DH is similar to me - professionally happy and fulfilled, he earns a lot more than me and has a great pension but we have generally spent what we earn over the last twenty years - on the house / travelling, not frittered - and need to get into the habit of more regular savings

we bought a house in a market dip and have almost cleared the mortgage now which is great, and obviously a big safety net as we have family / friends in much cheaper areas. so relocation, whilst not ideal, would be possible.

kids are happy, clever, settled , and importantly seem to know who they are. We all have good health . Parents less so, but I try not to worry, as what will be will be. We both have great siblings which will help with the time comes to deal with anything difficult.

i think I generally have a good outlook but that’s not to say the 3am stress doesn’t hit. Particularly over pensions (makes YET ANOTHER mental note to sort something)

Grapefruittea · 13/05/2023 21:51

Enjoy everything you have. Sounds fantastic. Maybe take up a new hobby?

MyMachineAndMe · 13/05/2023 21:57

We have no money and a child with additional needs and we live in social housing.

We do however have our physical and mental health, a home for life, a healthy marriage, good links with both families and I have a job I enjoy.

WhoBird · 13/05/2023 21:58

I grew up in small council flats / houses and was very aware of not having money so I never stop being grateful for having a 4 bedroom house, I can’t really explain it, I think it’s because when you are in the council housing system 3 bedroom houses are like the holy grail, so a 4 bedroom house is a big feeling of gratitude and security.

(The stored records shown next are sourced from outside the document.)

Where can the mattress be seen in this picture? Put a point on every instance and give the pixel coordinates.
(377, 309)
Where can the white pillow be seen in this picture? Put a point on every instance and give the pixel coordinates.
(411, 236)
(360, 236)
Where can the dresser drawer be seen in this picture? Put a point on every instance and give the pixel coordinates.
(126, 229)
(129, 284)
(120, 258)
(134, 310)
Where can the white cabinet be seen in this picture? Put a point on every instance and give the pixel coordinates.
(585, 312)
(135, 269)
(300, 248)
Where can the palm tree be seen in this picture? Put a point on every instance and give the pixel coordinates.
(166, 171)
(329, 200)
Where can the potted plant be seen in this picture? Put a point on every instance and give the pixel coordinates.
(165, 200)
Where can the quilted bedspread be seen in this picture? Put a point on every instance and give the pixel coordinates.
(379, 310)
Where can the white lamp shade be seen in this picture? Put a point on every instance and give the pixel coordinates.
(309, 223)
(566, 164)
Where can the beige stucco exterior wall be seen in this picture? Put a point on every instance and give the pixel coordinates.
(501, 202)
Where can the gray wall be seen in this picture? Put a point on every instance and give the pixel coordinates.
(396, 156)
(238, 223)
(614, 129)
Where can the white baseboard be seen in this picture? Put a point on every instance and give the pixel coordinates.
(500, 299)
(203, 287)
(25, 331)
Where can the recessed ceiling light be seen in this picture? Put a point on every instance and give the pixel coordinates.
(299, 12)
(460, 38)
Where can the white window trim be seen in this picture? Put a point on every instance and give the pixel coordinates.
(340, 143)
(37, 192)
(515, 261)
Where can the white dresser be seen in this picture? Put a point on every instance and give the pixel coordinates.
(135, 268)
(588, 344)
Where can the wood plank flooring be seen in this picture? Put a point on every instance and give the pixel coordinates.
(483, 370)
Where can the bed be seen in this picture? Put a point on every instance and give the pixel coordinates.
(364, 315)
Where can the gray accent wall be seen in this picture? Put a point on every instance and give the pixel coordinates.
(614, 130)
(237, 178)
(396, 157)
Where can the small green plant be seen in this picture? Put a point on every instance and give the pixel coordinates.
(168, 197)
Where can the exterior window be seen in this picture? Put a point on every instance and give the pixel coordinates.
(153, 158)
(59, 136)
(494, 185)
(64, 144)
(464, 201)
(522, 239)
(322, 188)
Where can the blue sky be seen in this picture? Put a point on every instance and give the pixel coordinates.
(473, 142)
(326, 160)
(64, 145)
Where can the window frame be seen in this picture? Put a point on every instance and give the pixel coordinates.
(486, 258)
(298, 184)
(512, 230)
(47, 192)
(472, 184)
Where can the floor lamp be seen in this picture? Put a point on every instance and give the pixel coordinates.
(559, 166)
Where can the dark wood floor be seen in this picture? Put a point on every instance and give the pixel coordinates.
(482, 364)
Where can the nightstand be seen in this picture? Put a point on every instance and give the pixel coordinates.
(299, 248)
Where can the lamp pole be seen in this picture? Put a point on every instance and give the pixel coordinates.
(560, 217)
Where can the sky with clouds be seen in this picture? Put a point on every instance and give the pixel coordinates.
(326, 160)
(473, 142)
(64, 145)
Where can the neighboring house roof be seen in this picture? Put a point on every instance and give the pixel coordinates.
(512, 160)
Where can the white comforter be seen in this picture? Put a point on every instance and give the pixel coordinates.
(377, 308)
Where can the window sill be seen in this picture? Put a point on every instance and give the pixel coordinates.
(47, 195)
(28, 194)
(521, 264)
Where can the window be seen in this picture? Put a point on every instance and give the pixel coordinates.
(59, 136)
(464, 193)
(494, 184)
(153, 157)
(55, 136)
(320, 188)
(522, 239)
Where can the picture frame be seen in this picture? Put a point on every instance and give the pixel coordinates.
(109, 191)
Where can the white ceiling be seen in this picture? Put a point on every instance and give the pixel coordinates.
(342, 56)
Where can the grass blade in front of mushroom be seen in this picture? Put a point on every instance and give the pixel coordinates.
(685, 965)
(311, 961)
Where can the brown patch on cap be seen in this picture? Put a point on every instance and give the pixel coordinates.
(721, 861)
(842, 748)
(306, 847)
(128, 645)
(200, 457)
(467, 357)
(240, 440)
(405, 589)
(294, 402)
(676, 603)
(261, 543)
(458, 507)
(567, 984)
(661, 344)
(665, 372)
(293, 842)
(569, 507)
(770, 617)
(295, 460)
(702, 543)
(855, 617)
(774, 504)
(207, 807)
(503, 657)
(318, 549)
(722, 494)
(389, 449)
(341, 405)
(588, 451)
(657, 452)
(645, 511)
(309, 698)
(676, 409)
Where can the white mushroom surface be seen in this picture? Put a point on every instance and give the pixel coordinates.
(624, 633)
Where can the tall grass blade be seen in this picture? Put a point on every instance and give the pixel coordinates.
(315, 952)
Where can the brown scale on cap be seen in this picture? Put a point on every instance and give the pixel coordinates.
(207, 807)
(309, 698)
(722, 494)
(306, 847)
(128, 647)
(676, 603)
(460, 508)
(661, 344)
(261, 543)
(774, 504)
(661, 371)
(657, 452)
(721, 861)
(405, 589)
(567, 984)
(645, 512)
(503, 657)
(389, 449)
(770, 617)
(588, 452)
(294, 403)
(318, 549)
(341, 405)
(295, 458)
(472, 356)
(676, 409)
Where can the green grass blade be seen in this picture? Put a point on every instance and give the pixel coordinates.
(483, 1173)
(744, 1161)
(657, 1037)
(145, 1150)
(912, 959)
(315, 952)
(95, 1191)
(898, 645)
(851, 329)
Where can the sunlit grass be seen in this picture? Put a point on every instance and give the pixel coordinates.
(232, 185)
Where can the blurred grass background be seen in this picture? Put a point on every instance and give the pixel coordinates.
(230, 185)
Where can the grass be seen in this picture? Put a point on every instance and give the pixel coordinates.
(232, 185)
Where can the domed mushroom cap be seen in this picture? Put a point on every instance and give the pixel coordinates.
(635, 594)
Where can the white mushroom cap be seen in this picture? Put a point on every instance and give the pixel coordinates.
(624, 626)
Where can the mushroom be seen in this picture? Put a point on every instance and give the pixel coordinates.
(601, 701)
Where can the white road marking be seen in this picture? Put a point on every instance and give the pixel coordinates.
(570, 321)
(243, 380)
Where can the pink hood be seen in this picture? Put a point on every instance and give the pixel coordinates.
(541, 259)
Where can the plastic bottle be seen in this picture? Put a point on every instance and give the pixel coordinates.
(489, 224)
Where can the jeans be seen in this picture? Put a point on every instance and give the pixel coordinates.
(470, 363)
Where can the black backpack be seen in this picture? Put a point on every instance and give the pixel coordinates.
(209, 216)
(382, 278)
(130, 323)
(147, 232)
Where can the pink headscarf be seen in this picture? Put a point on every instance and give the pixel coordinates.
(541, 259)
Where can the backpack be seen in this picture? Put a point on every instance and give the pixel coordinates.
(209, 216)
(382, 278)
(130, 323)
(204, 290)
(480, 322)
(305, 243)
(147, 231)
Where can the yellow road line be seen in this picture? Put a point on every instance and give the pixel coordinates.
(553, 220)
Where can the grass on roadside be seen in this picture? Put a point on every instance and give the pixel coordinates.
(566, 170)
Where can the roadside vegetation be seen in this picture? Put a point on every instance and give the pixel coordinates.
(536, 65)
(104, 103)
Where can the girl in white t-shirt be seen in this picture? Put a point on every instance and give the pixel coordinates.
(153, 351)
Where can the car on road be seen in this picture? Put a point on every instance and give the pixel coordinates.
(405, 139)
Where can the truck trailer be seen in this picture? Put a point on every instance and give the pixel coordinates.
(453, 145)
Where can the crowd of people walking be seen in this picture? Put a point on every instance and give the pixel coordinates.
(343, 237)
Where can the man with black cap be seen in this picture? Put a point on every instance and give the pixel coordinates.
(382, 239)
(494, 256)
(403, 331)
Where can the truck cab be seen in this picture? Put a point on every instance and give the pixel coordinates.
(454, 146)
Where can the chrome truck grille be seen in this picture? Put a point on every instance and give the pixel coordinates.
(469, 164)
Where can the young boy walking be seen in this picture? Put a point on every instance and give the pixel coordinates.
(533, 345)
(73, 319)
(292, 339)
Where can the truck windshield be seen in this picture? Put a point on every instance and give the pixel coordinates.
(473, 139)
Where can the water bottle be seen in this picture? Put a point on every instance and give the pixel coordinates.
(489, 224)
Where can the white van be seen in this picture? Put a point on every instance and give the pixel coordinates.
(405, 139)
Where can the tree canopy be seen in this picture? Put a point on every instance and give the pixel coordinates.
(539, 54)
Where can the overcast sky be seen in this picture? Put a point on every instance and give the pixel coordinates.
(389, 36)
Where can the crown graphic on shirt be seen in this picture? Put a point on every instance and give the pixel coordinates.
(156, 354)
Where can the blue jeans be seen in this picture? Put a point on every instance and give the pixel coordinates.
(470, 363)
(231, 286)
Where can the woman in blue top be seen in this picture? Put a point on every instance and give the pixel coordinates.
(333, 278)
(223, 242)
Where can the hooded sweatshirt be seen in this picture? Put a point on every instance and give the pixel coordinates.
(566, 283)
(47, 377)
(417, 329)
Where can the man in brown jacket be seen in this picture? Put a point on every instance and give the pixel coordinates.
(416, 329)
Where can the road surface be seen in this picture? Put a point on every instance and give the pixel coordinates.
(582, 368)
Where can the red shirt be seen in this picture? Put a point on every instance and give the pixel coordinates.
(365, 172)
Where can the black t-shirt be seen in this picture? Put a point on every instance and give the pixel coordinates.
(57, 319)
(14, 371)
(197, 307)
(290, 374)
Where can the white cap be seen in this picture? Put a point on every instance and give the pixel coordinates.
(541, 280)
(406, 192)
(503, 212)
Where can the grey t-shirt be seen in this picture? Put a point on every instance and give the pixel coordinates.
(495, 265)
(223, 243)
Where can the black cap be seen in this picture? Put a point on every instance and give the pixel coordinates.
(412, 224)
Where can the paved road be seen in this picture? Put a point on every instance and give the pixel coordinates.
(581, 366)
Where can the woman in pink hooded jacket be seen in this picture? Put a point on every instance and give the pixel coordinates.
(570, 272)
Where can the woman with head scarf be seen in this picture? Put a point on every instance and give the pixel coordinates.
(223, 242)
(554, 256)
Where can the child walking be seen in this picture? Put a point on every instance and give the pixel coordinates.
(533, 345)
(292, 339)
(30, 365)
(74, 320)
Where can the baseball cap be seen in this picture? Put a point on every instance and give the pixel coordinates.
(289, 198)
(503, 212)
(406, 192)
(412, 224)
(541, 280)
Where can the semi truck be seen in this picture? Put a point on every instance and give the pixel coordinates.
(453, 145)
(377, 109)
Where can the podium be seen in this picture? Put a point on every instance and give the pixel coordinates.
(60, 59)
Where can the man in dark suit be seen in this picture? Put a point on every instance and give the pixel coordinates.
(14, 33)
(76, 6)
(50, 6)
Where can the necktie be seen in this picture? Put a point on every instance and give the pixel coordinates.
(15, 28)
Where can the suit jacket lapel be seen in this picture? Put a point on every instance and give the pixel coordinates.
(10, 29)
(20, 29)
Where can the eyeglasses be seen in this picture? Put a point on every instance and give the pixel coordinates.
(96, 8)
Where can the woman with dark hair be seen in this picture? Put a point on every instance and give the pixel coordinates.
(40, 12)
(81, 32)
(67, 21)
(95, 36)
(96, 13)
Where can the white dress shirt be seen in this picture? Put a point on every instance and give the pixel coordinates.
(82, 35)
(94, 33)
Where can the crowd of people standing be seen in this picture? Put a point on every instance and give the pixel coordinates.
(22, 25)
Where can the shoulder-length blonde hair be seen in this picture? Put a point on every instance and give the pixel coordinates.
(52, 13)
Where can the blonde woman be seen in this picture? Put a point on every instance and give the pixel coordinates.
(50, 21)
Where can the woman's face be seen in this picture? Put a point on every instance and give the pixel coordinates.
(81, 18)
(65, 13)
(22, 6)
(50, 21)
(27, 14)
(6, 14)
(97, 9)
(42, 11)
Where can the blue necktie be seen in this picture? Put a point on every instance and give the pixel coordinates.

I remarried last year and have a wonderful relationship. My teen DCs have quite significant challenges and parenting is probably harder than when they were little, but I am optimistic. I recently completed an MA and will probably do a PhD. The weird thing to me is that I still don’t feel like a proper grown up - I am 45 - and professionally this is probably a drawback. I am senior in my field but I feel compared to others I lack something that would elevate me to top leadership. And if I don’t have it at 45, it’s probably just me!

Mamma2017 · 13/05/2023 22:11

Ducksinarow1987 · 13/05/2023 21:41

We always compare up.

I'm walking away from abusive ex partner. Living out of bin bags of clothes while I await my rental to become available. I'll be living on benefits, relying on hand outs of furniture from friends as he's left me with nothing, living in a property I would never buy myself as riddled with issues.

It's funny how perspective changes when you are pushed to your limits. I will have freedom, I will have space, I will be able to live a life (mostly) free from control. Of course 2.4 children, beautiful home, loving partner, abundance of income is the ideal but it's a bit of 'Facebook/ Insta dream' presented to us to always make us wanting more.

Well done for leaning them. Stay strong & best of luck for your future & new chapter 💐

Sodullincomparison · 13/05/2023 22:19

On paper and outward looking all looks very sorted but DH and I are not the best grown ups.

I was taking the washing off the line today and said to DH: “here I am putting my pegs in my little pink peg basket: I’ve made it in life” I laughed but I could have easily have cried.

it feels far too mundane in my 40s and sedate and I’m a shadow of who I was five years ago.

About to change it up with a new global role so that may add something interesting to the cycle of work/ housework/ study/childcare/ eldercare.